When one door closes, another opens.
-- Cervantes, Don Quixote
Thanks for your thoughtful comments, and thanks for an excellent job as moderator of this forum. Note in my post which you quoted I said I THINK the limitations did not exist AS MUCH with discretionary trading. I believe they do exist with both. The case you mentioned is a good example, as long as the discretionary trader is a visual trader. I believe this is because good discretionary traders can detect changes in the market and often make adjustments, sometimes maybe even subconsciously. I think it is much harder to teach a computer to do it. I have experience with both, and I've risked actual real $$$ in both, but significantly more in discretionary trading. My computer based strategy trading has been more with sim trading, though I've had real money at risk with that, too. I am honest enough to say I have not yet found my real edge in either one. I believe I am close, but honestly, I have felt that way before.

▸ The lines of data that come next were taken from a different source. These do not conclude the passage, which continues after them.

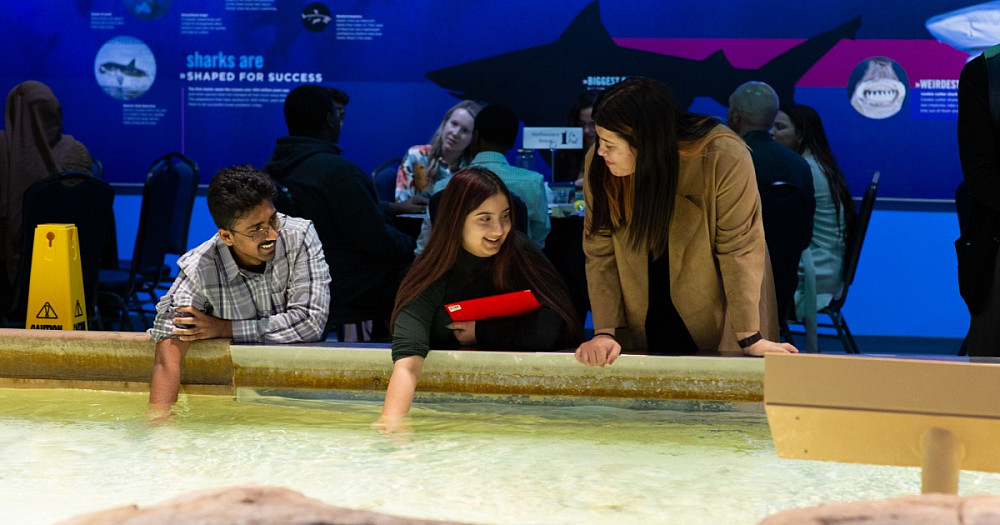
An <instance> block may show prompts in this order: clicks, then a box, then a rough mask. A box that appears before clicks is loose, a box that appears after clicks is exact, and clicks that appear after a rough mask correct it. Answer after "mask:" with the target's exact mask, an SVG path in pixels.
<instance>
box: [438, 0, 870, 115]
mask: <svg viewBox="0 0 1000 525" xmlns="http://www.w3.org/2000/svg"><path fill="white" fill-rule="evenodd" d="M860 26H861V17H857V18H854V19H852V20H850V21H848V22H846V23H844V24H842V25H840V26H838V27H835V28H833V29H830V30H829V31H826V32H824V33H821V34H819V35H816V36H814V37H812V38H810V39H808V40H806V41H805V42H803V43H801V44H799V45H797V46H795V47H793V48H792V49H789V50H788V51H786V52H784V53H782V54H781V55H779V56H777V57H775V58H774V59H772V60H771V61H769V62H767V63H766V64H764V65H763V66H761V67H760V68H758V69H741V68H737V67H734V66H733V65H732V64H730V63H729V60H728V59H727V58H726V56H725V54H723V52H722V51H721V50H720V51H717V52H715V53H713V54H712V55H711V56H709V57H708V58H705V59H704V60H691V59H687V58H681V57H675V56H669V55H662V54H659V53H652V52H648V51H640V50H636V49H629V48H625V47H621V46H618V45H617V44H615V42H614V40H613V39H612V38H611V35H610V34H608V31H607V29H605V27H604V24H603V22H602V21H601V14H600V9H599V6H598V2H597V1H595V2H593V3H591V4H589V5H587V7H585V8H584V9H583V10H582V11H581V12H580V13H579V14H578V15H577V16H576V18H574V19H573V21H572V22H571V23H570V25H569V27H567V28H566V30H565V31H564V32H563V34H562V36H560V37H559V39H558V40H557V41H555V42H553V43H551V44H544V45H540V46H535V47H530V48H527V49H522V50H520V51H513V52H510V53H504V54H501V55H496V56H491V57H487V58H483V59H480V60H475V61H472V62H467V63H464V64H459V65H456V66H451V67H446V68H443V69H438V70H435V71H431V72H429V73H427V78H428V79H430V80H431V81H432V82H434V83H435V84H437V85H438V86H441V87H442V88H444V89H447V90H449V91H450V92H451V93H452V94H453V95H454V96H456V97H458V98H467V99H473V100H483V101H488V102H495V103H502V104H506V105H508V106H510V107H512V108H514V110H515V111H517V113H518V115H519V116H520V117H521V119H522V120H524V122H525V124H527V125H533V126H557V125H561V124H562V123H563V122H564V120H565V116H566V111H567V110H568V109H569V106H570V105H571V103H572V101H573V100H574V99H575V98H576V96H577V95H578V94H579V93H580V92H582V91H583V89H584V85H583V81H584V79H586V78H588V77H627V76H643V77H650V78H655V79H657V80H660V81H662V82H664V83H666V84H667V85H668V86H670V88H671V90H672V91H673V92H674V95H676V97H677V100H678V102H679V103H680V104H681V106H682V107H685V108H687V107H688V106H690V105H691V102H693V101H694V99H695V98H696V97H710V98H712V99H713V100H715V101H716V102H718V103H719V104H721V105H723V106H728V104H729V95H730V94H732V92H733V90H735V89H736V87H737V86H739V85H740V84H742V83H744V82H747V81H750V80H759V81H763V82H767V83H768V84H770V85H771V86H772V87H773V88H774V89H775V91H777V92H778V96H779V97H780V98H781V100H783V101H785V100H793V99H794V95H795V83H796V82H797V81H798V80H799V78H801V77H802V75H804V74H805V73H806V71H808V70H809V69H810V68H811V67H812V66H813V65H814V64H815V63H816V62H817V61H819V59H820V58H822V57H823V55H825V54H826V53H827V51H829V50H830V49H831V48H833V46H834V45H836V44H837V42H839V41H841V40H842V39H845V38H849V39H854V35H855V32H856V31H857V30H858V28H859V27H860Z"/></svg>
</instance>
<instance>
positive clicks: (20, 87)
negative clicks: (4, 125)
mask: <svg viewBox="0 0 1000 525" xmlns="http://www.w3.org/2000/svg"><path fill="white" fill-rule="evenodd" d="M4 125H5V126H4V128H5V129H3V130H2V131H0V259H2V260H3V261H4V262H5V263H6V270H7V275H6V276H0V279H7V280H8V282H9V283H13V281H14V278H15V276H16V275H17V267H18V264H19V262H20V259H21V225H22V218H23V217H22V208H23V197H24V192H25V190H27V189H28V186H31V185H32V184H34V183H35V182H38V181H40V180H42V179H46V178H49V177H52V176H54V175H58V174H59V173H62V172H64V171H82V172H85V173H91V170H92V169H93V168H92V164H93V161H92V160H91V157H90V153H89V152H88V151H87V148H86V147H85V146H84V145H83V144H81V143H80V142H79V141H77V140H75V139H74V138H73V137H72V136H70V135H63V133H62V107H61V106H60V105H59V100H58V99H57V98H56V96H55V95H54V94H53V93H52V90H51V89H49V87H48V86H46V85H45V84H42V83H41V82H36V81H34V80H29V81H27V82H22V83H21V84H18V85H17V86H15V87H14V89H12V90H11V91H10V93H9V94H8V95H7V106H6V108H5V110H4Z"/></svg>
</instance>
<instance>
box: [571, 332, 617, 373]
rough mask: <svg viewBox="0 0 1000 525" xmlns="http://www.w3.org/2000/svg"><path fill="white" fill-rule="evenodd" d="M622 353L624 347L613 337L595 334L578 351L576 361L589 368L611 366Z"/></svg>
mask: <svg viewBox="0 0 1000 525" xmlns="http://www.w3.org/2000/svg"><path fill="white" fill-rule="evenodd" d="M621 353H622V345H620V344H618V341H616V340H615V339H614V338H613V337H607V336H603V335H597V334H595V335H594V337H592V338H591V339H590V341H586V342H584V343H583V344H581V345H580V346H579V348H577V349H576V360H577V361H579V362H581V363H583V364H585V365H587V366H604V365H610V364H611V363H614V362H615V359H618V355H619V354H621Z"/></svg>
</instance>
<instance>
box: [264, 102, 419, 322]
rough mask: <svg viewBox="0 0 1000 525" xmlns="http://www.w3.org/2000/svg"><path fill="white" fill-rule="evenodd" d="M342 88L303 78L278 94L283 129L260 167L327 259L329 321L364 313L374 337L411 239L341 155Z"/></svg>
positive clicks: (412, 256) (411, 244)
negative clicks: (335, 86) (328, 281)
mask: <svg viewBox="0 0 1000 525" xmlns="http://www.w3.org/2000/svg"><path fill="white" fill-rule="evenodd" d="M348 100H349V99H348V96H347V94H346V93H344V92H342V91H340V90H337V89H333V88H329V87H323V86H316V85H303V86H299V87H297V88H295V89H294V90H292V92H291V93H289V94H288V97H287V98H286V99H285V123H286V124H287V125H288V136H287V137H281V138H279V139H278V142H277V144H276V145H275V147H274V153H272V154H271V158H270V160H268V161H267V164H265V165H264V168H263V171H264V172H266V173H268V174H269V175H271V176H272V177H273V178H274V179H275V180H277V181H278V182H280V183H281V184H282V185H284V186H285V187H286V188H287V190H288V196H289V197H290V198H291V201H292V202H291V205H292V207H293V208H294V211H295V212H296V213H297V214H298V215H299V216H301V217H304V218H306V219H310V220H312V221H313V224H315V226H316V231H317V232H318V233H319V238H320V240H321V241H322V242H323V252H324V254H325V255H326V262H327V264H328V265H329V266H330V277H331V281H330V321H329V322H328V324H327V326H328V329H329V328H332V327H333V326H335V325H336V324H340V323H338V320H343V319H346V318H349V317H350V318H355V319H357V317H358V314H360V313H371V314H373V315H372V318H373V320H374V321H375V322H374V324H373V338H379V337H381V336H387V335H388V320H389V316H390V314H391V312H392V306H393V301H394V300H395V296H396V289H397V288H398V287H399V282H400V280H401V279H402V275H403V273H404V272H405V270H406V268H407V267H408V266H409V264H410V262H412V260H413V247H414V240H413V238H412V237H410V236H409V235H407V234H405V233H403V232H401V231H399V230H398V229H396V227H395V226H394V224H393V221H392V219H391V218H390V217H389V216H388V214H387V213H386V210H385V209H384V208H383V206H382V204H380V203H379V200H378V197H377V195H376V193H375V186H374V184H373V183H372V180H371V178H369V177H368V176H367V175H366V174H365V173H364V172H363V171H361V169H360V168H358V167H357V166H355V165H354V164H352V163H351V162H350V161H348V160H347V159H345V158H344V157H342V156H341V155H340V152H341V150H340V147H338V146H337V140H338V139H339V137H340V128H341V125H342V123H343V116H344V112H345V110H344V107H345V106H346V105H347V102H348Z"/></svg>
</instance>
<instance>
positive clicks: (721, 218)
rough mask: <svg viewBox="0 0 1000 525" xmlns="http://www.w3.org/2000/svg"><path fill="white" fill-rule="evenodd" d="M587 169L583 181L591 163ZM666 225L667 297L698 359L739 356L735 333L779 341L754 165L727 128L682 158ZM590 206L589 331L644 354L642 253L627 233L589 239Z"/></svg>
mask: <svg viewBox="0 0 1000 525" xmlns="http://www.w3.org/2000/svg"><path fill="white" fill-rule="evenodd" d="M592 155H593V151H591V152H590V154H589V155H588V160H587V163H586V166H587V167H588V173H587V175H585V178H586V177H587V176H588V175H589V166H590V162H589V158H590V156H592ZM678 175H679V178H678V184H677V196H676V197H675V201H674V217H673V220H672V221H671V223H670V239H669V247H668V253H669V257H670V261H669V263H670V297H671V299H672V300H673V303H674V306H675V307H676V308H677V312H678V313H679V314H680V316H681V319H683V320H684V324H685V325H686V326H687V328H688V331H689V332H690V333H691V337H692V338H693V339H694V341H695V343H696V344H697V345H698V348H699V349H701V350H718V351H723V352H738V351H739V345H738V344H737V342H736V341H737V340H736V332H755V331H757V330H760V332H761V334H762V335H763V336H764V337H765V338H766V339H769V340H771V341H777V340H778V323H777V316H776V314H775V312H776V310H777V307H776V302H775V295H774V283H773V280H772V276H771V269H770V261H769V259H768V256H767V245H766V244H765V242H764V228H763V223H762V222H761V208H760V195H759V194H758V192H757V180H756V177H755V175H754V169H753V162H752V161H751V159H750V152H749V149H748V148H747V146H746V144H745V143H744V142H743V140H742V139H740V138H739V137H738V136H736V135H735V134H733V132H732V131H730V130H729V129H728V128H726V127H725V126H721V125H720V126H718V127H717V128H716V129H714V130H713V131H712V132H711V133H709V135H707V136H706V137H705V138H704V139H702V140H701V141H699V142H697V143H694V144H690V147H689V148H686V149H685V150H682V151H681V155H680V171H679V174H678ZM589 187H590V186H589V184H588V183H586V182H585V183H584V199H585V200H586V203H587V208H586V210H587V211H586V216H585V218H584V235H583V251H584V253H585V254H586V256H587V284H588V289H589V291H590V304H591V309H592V311H593V316H594V328H595V329H602V328H612V327H613V328H616V329H617V330H616V334H617V335H619V340H621V341H622V346H623V347H625V348H633V349H645V348H646V333H645V321H646V311H647V308H648V294H649V292H648V288H649V267H648V265H649V260H648V257H649V255H648V250H640V251H636V250H633V249H631V248H630V247H629V246H628V244H627V241H626V236H625V234H624V232H623V231H618V232H615V233H610V232H594V231H591V230H592V228H591V216H590V210H591V209H592V202H593V201H592V196H591V195H590V190H589Z"/></svg>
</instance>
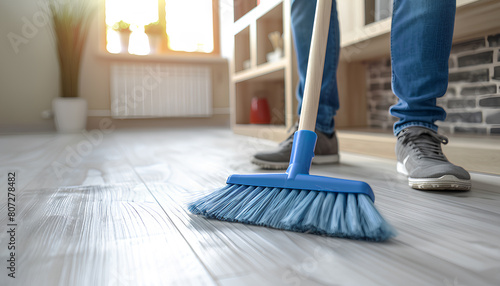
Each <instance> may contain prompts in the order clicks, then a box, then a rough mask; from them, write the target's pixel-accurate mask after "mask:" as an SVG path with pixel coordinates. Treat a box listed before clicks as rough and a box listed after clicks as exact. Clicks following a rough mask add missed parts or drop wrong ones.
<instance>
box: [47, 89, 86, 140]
mask: <svg viewBox="0 0 500 286" xmlns="http://www.w3.org/2000/svg"><path fill="white" fill-rule="evenodd" d="M52 110H53V111H54V121H55V124H56V129H57V131H58V132H61V133H75V132H81V131H82V130H84V129H85V126H86V125H87V101H86V100H85V99H83V98H79V97H57V98H54V100H52Z"/></svg>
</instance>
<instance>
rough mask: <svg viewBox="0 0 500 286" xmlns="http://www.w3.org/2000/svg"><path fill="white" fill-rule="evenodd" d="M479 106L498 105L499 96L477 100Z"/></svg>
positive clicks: (488, 97) (494, 96) (496, 106)
mask: <svg viewBox="0 0 500 286" xmlns="http://www.w3.org/2000/svg"><path fill="white" fill-rule="evenodd" d="M479 106H482V107H500V96H492V97H488V98H482V99H480V100H479Z"/></svg>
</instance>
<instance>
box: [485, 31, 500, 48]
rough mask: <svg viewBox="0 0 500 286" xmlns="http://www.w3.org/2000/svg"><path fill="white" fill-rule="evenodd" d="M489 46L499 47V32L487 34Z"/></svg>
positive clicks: (499, 43)
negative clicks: (494, 34)
mask: <svg viewBox="0 0 500 286" xmlns="http://www.w3.org/2000/svg"><path fill="white" fill-rule="evenodd" d="M488 43H489V45H490V47H500V34H496V35H491V36H488Z"/></svg>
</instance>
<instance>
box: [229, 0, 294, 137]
mask: <svg viewBox="0 0 500 286" xmlns="http://www.w3.org/2000/svg"><path fill="white" fill-rule="evenodd" d="M234 17H235V21H234V24H233V35H234V57H233V60H232V63H231V108H232V110H233V112H232V116H231V125H232V128H233V131H234V132H235V133H237V134H242V135H249V136H254V137H261V138H262V137H264V138H268V139H272V140H276V141H279V140H281V139H283V138H284V137H285V136H286V132H287V130H288V129H289V128H290V127H291V126H292V125H293V123H294V122H295V119H296V115H295V114H296V112H295V111H296V104H295V102H296V100H295V98H294V97H295V95H294V92H295V86H296V81H297V79H296V77H297V76H296V75H295V72H294V65H295V55H294V54H293V46H292V35H291V28H290V27H291V26H290V0H261V1H260V3H259V4H257V1H248V0H234ZM275 31H278V32H279V33H281V34H282V35H283V56H282V58H281V59H278V60H275V61H272V62H269V61H268V60H267V57H266V56H267V54H268V53H270V52H273V50H274V49H273V46H272V44H271V41H270V40H269V39H268V35H269V33H271V32H275ZM253 97H260V98H266V99H267V101H268V104H269V108H270V113H271V114H270V115H271V122H270V124H251V123H250V108H251V100H252V98H253Z"/></svg>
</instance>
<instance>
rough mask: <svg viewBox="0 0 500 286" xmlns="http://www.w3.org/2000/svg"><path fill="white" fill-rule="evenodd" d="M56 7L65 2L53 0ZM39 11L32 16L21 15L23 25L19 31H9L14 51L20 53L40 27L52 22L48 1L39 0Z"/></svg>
mask: <svg viewBox="0 0 500 286" xmlns="http://www.w3.org/2000/svg"><path fill="white" fill-rule="evenodd" d="M51 3H53V4H54V5H55V6H56V7H57V6H58V5H60V4H61V3H63V1H62V0H58V1H52V2H51ZM37 6H38V8H39V10H38V11H36V12H35V13H33V15H32V16H31V17H21V22H22V24H21V26H20V29H19V31H18V32H9V33H8V34H7V39H8V40H9V42H10V45H11V47H12V49H13V50H14V53H16V55H17V54H19V52H20V49H21V46H22V45H26V44H28V43H29V41H30V40H31V39H33V38H35V37H36V35H38V33H39V31H40V29H43V28H44V27H45V26H47V25H48V24H50V18H51V12H50V8H49V2H48V1H37Z"/></svg>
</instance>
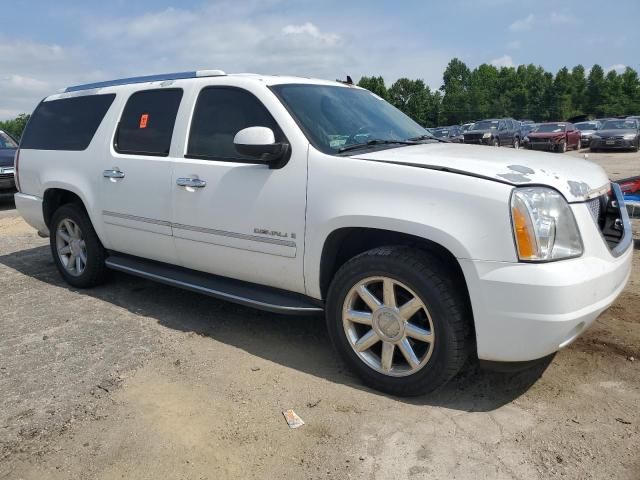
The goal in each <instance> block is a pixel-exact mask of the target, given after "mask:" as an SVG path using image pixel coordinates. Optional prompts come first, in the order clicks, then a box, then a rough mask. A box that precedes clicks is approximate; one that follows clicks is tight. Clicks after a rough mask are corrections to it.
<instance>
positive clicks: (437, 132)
mask: <svg viewBox="0 0 640 480" xmlns="http://www.w3.org/2000/svg"><path fill="white" fill-rule="evenodd" d="M431 133H432V134H433V136H434V137H438V138H444V137H447V136H448V135H449V129H447V128H434V129H432V130H431ZM452 133H453V132H452Z"/></svg>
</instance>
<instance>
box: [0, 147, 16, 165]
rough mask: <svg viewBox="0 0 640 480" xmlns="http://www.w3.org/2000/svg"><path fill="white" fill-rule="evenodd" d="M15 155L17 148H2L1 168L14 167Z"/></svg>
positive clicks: (1, 157) (0, 154)
mask: <svg viewBox="0 0 640 480" xmlns="http://www.w3.org/2000/svg"><path fill="white" fill-rule="evenodd" d="M15 155H16V149H15V148H0V167H12V166H13V158H14V157H15Z"/></svg>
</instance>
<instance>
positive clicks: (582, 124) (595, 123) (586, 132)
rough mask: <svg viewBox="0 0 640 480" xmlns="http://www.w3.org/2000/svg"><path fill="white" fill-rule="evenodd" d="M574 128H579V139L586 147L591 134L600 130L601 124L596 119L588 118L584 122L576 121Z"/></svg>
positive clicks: (585, 146)
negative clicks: (587, 120) (576, 121)
mask: <svg viewBox="0 0 640 480" xmlns="http://www.w3.org/2000/svg"><path fill="white" fill-rule="evenodd" d="M575 125H576V128H577V129H578V130H580V133H581V136H580V140H581V142H582V146H583V147H588V146H589V145H590V144H591V136H592V135H593V134H594V133H596V132H597V131H598V130H600V127H601V126H602V124H601V123H600V122H599V121H598V120H590V121H586V122H579V123H576V124H575Z"/></svg>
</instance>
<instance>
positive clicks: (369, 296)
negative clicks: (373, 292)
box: [358, 285, 382, 311]
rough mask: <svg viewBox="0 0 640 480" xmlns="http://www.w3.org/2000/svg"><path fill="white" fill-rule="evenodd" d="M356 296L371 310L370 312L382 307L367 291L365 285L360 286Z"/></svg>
mask: <svg viewBox="0 0 640 480" xmlns="http://www.w3.org/2000/svg"><path fill="white" fill-rule="evenodd" d="M358 294H359V295H360V298H361V299H362V301H363V302H364V303H366V304H367V306H368V307H369V308H370V309H371V311H375V310H377V309H378V308H380V307H381V306H382V304H381V303H380V300H378V299H377V298H376V297H375V295H374V294H373V293H371V292H370V291H369V289H368V288H367V287H366V286H365V285H360V287H359V288H358Z"/></svg>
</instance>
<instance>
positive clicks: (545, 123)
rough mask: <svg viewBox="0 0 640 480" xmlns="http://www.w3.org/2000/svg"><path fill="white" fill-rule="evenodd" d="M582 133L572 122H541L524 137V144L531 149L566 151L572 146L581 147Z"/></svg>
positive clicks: (563, 152)
mask: <svg viewBox="0 0 640 480" xmlns="http://www.w3.org/2000/svg"><path fill="white" fill-rule="evenodd" d="M580 135H581V134H580V130H578V129H576V127H575V126H574V125H573V124H572V123H567V122H552V123H541V124H539V125H538V126H537V127H536V128H535V129H534V130H533V131H532V132H530V133H529V134H528V135H527V136H526V137H525V138H524V146H525V148H529V149H537V150H549V151H554V152H558V153H564V152H566V151H567V150H568V149H570V148H575V149H576V150H579V149H580V147H581V138H580Z"/></svg>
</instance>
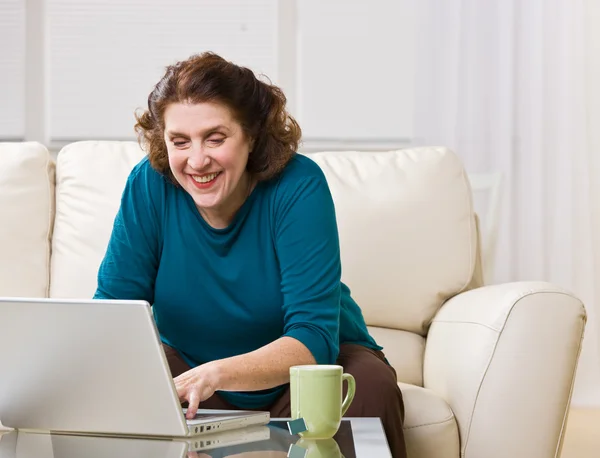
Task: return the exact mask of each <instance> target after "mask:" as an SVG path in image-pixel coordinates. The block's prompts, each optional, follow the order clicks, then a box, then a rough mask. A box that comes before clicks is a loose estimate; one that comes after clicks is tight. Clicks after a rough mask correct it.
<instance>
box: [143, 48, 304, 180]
mask: <svg viewBox="0 0 600 458" xmlns="http://www.w3.org/2000/svg"><path fill="white" fill-rule="evenodd" d="M178 102H179V103H203V102H217V103H222V104H224V105H226V106H227V107H228V108H229V109H230V110H231V112H232V114H233V116H234V118H235V119H236V121H237V122H239V123H240V125H241V126H242V129H243V130H244V133H245V134H246V136H247V138H250V139H254V145H253V149H252V154H250V155H249V156H248V165H247V167H246V169H247V170H248V171H249V172H250V173H251V175H252V176H253V177H254V179H256V180H257V181H265V180H269V179H271V178H273V177H275V176H276V175H278V174H279V173H280V172H281V171H282V170H283V169H284V168H285V166H286V165H287V163H288V162H289V161H290V160H291V159H292V157H293V156H294V155H295V154H296V151H297V149H298V143H299V141H300V138H301V135H302V131H301V129H300V126H299V125H298V123H297V122H296V120H295V119H294V118H293V117H292V116H290V115H289V114H288V113H287V111H286V107H285V106H286V102H287V99H286V97H285V95H284V94H283V91H282V90H281V89H280V88H278V87H277V86H274V85H272V84H268V83H265V82H263V81H260V80H258V79H257V78H256V76H255V75H254V73H253V72H252V71H251V70H250V69H248V68H246V67H240V66H238V65H235V64H233V63H231V62H228V61H226V60H225V59H223V58H222V57H220V56H219V55H217V54H215V53H213V52H205V53H202V54H198V55H193V56H191V57H190V58H189V59H187V60H184V61H181V62H177V63H176V64H174V65H170V66H168V67H167V69H166V72H165V74H164V76H163V77H162V78H161V79H160V81H159V82H158V83H157V84H156V86H155V87H154V89H153V90H152V92H151V93H150V95H149V96H148V109H147V110H145V111H143V112H142V113H141V114H137V113H136V115H135V118H136V121H137V123H136V124H135V131H136V133H137V136H138V141H139V143H140V146H142V148H143V149H144V150H146V152H147V154H148V158H149V160H150V164H151V165H152V167H153V168H154V169H155V170H157V171H158V172H159V173H161V174H163V175H165V176H167V177H169V178H170V179H171V181H172V182H173V183H174V184H177V181H176V180H175V178H174V176H173V173H172V172H171V168H170V167H169V158H168V153H167V145H166V144H165V140H164V127H165V124H164V118H163V115H164V112H165V109H166V108H167V106H168V105H169V104H171V103H178Z"/></svg>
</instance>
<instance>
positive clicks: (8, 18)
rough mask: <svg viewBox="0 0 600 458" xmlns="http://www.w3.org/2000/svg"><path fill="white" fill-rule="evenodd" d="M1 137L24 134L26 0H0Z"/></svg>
mask: <svg viewBox="0 0 600 458" xmlns="http://www.w3.org/2000/svg"><path fill="white" fill-rule="evenodd" d="M0 104H1V105H2V109H0V140H21V139H23V137H24V136H25V0H1V1H0Z"/></svg>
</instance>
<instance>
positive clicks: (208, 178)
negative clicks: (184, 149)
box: [192, 172, 219, 183]
mask: <svg viewBox="0 0 600 458" xmlns="http://www.w3.org/2000/svg"><path fill="white" fill-rule="evenodd" d="M218 174H219V173H218V172H217V173H211V174H210V175H203V176H201V177H199V176H196V175H192V178H193V179H194V181H197V182H198V183H208V182H209V181H212V180H214V179H215V178H216V177H217V175H218Z"/></svg>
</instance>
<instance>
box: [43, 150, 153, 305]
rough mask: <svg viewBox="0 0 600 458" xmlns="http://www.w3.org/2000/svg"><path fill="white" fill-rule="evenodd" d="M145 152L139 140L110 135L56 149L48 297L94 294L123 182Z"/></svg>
mask: <svg viewBox="0 0 600 458" xmlns="http://www.w3.org/2000/svg"><path fill="white" fill-rule="evenodd" d="M143 156H144V152H143V151H142V150H141V149H140V148H139V146H138V145H137V143H135V142H109V141H100V142H96V141H87V142H77V143H72V144H70V145H67V146H65V147H64V148H63V149H62V150H61V151H60V152H59V153H58V157H57V161H56V217H55V223H54V236H53V238H52V263H51V269H52V284H51V287H50V297H60V298H91V297H92V296H93V294H94V292H95V291H96V276H97V273H98V267H99V266H100V262H102V258H103V257H104V253H105V252H106V246H107V244H108V239H109V238H110V234H111V231H112V227H113V221H114V218H115V215H116V214H117V210H118V209H119V204H120V201H121V194H122V192H123V189H124V187H125V182H126V180H127V177H128V175H129V173H130V172H131V169H133V167H134V166H135V164H137V163H138V162H139V161H140V160H141V159H142V157H143Z"/></svg>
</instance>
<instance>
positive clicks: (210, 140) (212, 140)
mask: <svg viewBox="0 0 600 458" xmlns="http://www.w3.org/2000/svg"><path fill="white" fill-rule="evenodd" d="M224 141H225V138H210V139H208V143H209V144H211V145H213V146H217V145H220V144H221V143H223V142H224Z"/></svg>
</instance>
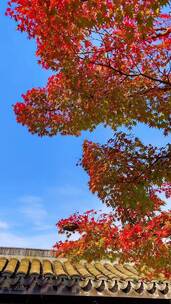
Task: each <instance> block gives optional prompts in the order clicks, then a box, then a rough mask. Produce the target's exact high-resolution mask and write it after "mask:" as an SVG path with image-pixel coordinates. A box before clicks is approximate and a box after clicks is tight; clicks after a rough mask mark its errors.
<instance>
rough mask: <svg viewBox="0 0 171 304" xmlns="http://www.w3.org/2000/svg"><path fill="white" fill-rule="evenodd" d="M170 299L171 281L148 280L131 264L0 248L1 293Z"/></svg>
mask: <svg viewBox="0 0 171 304" xmlns="http://www.w3.org/2000/svg"><path fill="white" fill-rule="evenodd" d="M3 293H10V294H16V293H17V294H18V293H24V294H46V295H47V294H50V295H72V296H74V295H77V296H78V295H80V296H101V297H105V296H107V297H136V298H161V299H162V298H163V299H171V281H167V280H166V279H164V278H163V277H161V278H160V279H155V278H154V279H153V280H151V281H148V280H145V279H144V274H143V273H141V274H140V273H138V271H137V270H136V269H135V268H134V267H133V266H132V265H128V264H125V265H120V264H112V263H110V262H107V261H101V262H94V263H87V262H85V261H82V262H80V263H70V262H69V261H68V260H65V259H55V258H54V257H53V256H52V255H51V252H50V251H48V250H33V249H22V248H21V249H16V248H0V294H3Z"/></svg>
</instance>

I belive the best individual (not institutional) traders in the world are discretionary traders. I have not been able to get a computer to identify market types as well as I can visually. On the other hand, I cannot execute trades manually nearly as well as I can through automation. Through all the discussions in this post and excellent comments from so many members, I have realized that perhaps for me the answer lies in doing both - training myself to be the best I can be at identifying the type and range of the market at the time, and then activating the proper strategy to capitalize on that market to avoid my psychological pitfalls of overtrading, hesitating on entries, and exiting poorly. These can easily be corrected by computer strategies. I already have these in place, and they test positively as long as they are applied to the right market.
This is what you discretionary traders do all the time, and I believe it is one of the edges which applies to your style of trading. Discretionary traders just learn to control their emotions during the execution and management of the trade, and that is something that I believe a computer can do better than a human.